– Джеймс, скажи что-нибудь! Нора, говори с ним! Пусть он тебе отвечает! Нельзя, чтобы он потерял сознание!
– Джеймс… – Я не видела его десять лет и теперь совершенно потерялась. – Господи, Джеймс… Как… почему…
– С-со… – Он кашлянул, и его губы окрасились кровью. – Лео?
Это прозвучало как вопрос, но я ничего не поняла.
Как много крови…
Нина расстегнула его толстовку, нашла где-то ножницы и теперь разрезала на нем футболку. Я чуть не зажмурилась при виде залитой кровью груди – груди, которую я когда-то гладила и целовала.
– Твою мать… – простонала Нина. – «Скорая» нужна.
– Она… – На губах Джеймса пузырилась кровь. – Она тебе… сказала?
– Пробито легкое. Наверняка внутреннее кровотечение. Зажми здесь!
Из раны на бедре хлестала кровь. Нина положила мою руку на повязку, наскоро сооруженную из футболки.
– Что нам делать?
– Пока надо остановить кровь, иначе ему конец. Зажимай сильнее! Попробую сделать жгут, но…
– Господи… – Фло стояла над нами, как привидение, закрывая руками лицо. – Боже мой… Простите… я боюсь крови…
И она осела на пол. Нина смачно выругалась себе под нос и закричала:
– Том! Убери эту отсюда, она в обморок упала! В комнату отнеси!
– Клэр… – Джеймс не мигая смотрел на меня.
Я сжимала его руку, стараясь не впадать в истерику.
– Сейчас, она сейчас придет. Господи, да где она?! Клэр!!!
Никакого ответа.
– Нет… Не надо… Она сказала? Про сооб-щение…
Голос у него стал такой слабый, что я едва разбирала слова.
– Что?
Он закрыл глаза. Его ладонь в моей обмякла.
– Он умирает! – простонала я. – Нина, сделай что-нибудь!
– А я что тут, в игрушки играю?! – возмутилась Нина. – Тащи полотенце! Нет! Сиди! Держи повязку! Я сама. Где Клэр черти носят?!
Она убежала, я услышала, как на кухне хлопают ящики.
Джеймс совсем затих.
– Джеймс! – позвала я, начиная поддаваться панике. – Джеймс! Скажи что-нибудь!
Он с трудом разлепил веки и посмотрел на меня.

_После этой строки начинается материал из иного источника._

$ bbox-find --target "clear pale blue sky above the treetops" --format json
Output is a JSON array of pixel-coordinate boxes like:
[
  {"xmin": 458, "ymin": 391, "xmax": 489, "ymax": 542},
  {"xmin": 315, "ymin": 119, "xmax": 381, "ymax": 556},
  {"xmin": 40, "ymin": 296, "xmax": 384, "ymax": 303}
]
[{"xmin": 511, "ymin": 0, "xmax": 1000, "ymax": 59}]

Глаза у него блестели, в них отражались лампочки под потолком. Окровавленная грудь и живот были открыты холоду. Мне хотелось прикоснуться к нему, поцеловать, заверить его, что все будет хорошо. Но я не могла ему лгать.
Я стиснула зубы и сильнее прижала повязку к бедру. Только бы кровь перестала так сильно литься…
– Прости меня… – пробормотал он.
Я сперва подумала, что ослышалась, и наклонилась к нему поближе.
– Что?
– Прости меня…
Он сжал мою ладонь, а потом вдруг, к моему изумлению, поднял дрожащую руку и погладил меня по щеке. Дышал он с хрипом, из угла рта тонкой струйкой стекала кровь.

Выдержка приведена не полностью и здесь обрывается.